Abstract
Aim: The present study aimed to evaluate the contribution of X-ray repair cross-complementing group 7 (XRCC7) G6721T (rs7003908) genetic polymorphism and smoking habit on the risk of lung cancer in Taiwanese. Materials and Methods: In this hospital-based case–control study, association of single nucleotide polymorphism XRCC7 G6721T with lung cancer risk were examined among 358 patients with lung cancer and 716 age- and gender-matched healthy controls. The genetic–lifestyle interaction was also investigated. Results: The results showed that the percentages of TT, GT and GG genotypes for XRCC7 G6721T were differentially distributed as 60.9%, 34.9% and 4.2% in the group of patients with lung cancer and 48.7%, 43.3% and 8.0% in the non-cancer control group, respectively (p=3.6*10−7).
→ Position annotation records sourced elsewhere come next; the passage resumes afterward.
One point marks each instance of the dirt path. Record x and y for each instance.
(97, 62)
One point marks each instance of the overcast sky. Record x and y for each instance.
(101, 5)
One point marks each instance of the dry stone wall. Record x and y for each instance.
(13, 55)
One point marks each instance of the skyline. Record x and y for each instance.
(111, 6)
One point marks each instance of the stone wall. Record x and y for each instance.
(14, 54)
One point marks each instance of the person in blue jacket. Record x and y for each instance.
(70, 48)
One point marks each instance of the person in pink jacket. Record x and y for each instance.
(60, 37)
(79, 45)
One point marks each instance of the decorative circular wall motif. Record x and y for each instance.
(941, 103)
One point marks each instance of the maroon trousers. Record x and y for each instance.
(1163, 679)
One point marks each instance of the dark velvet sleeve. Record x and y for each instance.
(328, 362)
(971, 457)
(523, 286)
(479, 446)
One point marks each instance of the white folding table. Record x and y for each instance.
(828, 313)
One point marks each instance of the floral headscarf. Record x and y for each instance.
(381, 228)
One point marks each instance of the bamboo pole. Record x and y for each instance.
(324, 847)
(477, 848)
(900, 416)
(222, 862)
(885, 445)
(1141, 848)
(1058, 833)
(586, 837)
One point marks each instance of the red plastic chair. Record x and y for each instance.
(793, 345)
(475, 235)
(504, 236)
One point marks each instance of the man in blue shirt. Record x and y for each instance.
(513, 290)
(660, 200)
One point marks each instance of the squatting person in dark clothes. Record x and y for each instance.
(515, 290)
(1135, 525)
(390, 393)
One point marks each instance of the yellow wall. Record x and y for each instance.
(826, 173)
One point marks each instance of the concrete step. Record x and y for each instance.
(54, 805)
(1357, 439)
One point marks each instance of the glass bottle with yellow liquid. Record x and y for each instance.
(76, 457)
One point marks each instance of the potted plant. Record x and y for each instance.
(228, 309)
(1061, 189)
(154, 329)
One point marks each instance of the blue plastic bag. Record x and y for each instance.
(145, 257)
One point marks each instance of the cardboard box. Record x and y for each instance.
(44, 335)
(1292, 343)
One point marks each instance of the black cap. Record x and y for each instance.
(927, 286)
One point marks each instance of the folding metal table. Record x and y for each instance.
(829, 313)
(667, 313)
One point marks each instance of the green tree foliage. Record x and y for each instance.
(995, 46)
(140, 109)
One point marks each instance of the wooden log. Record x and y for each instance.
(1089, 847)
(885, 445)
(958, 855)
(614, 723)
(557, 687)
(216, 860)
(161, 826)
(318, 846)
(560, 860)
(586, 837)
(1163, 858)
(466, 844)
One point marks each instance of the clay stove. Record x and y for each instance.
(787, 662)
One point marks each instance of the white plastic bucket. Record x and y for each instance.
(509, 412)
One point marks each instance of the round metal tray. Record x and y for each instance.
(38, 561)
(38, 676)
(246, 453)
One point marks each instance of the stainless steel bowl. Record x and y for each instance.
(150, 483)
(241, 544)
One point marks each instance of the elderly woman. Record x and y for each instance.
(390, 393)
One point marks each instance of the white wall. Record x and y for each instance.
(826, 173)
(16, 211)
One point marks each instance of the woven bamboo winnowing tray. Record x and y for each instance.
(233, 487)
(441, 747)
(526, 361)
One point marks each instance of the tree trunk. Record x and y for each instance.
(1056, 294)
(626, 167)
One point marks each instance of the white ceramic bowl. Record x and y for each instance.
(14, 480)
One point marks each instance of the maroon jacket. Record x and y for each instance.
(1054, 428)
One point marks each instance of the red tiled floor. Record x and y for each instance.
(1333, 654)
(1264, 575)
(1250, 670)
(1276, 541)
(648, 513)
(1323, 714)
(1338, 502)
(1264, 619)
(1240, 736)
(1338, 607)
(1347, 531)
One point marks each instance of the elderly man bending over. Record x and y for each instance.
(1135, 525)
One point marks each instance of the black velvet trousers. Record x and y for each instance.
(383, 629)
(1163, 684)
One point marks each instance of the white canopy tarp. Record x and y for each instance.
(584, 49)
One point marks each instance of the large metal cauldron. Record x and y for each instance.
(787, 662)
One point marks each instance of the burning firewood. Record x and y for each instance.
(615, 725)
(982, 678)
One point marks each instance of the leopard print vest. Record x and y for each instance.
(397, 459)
We further stratified the populations by gender and smoking behavior to investigate their combinatorial effects with XRCC7 G6721T genotype on lung cancer risk. The results showed that the GG genotype of XRCC7 G6721T had a protective effect on lung cancer susceptibility which was obvious among males and smokers (p=2.2×10−4 and 3.1×10−4, respectively). Conclusion: The GG and GT genotypes of XRCC7 rs7003908 compared to the TT genotype had a protective effect on lung cancer risk in Taiwan, particularly among males and smokers.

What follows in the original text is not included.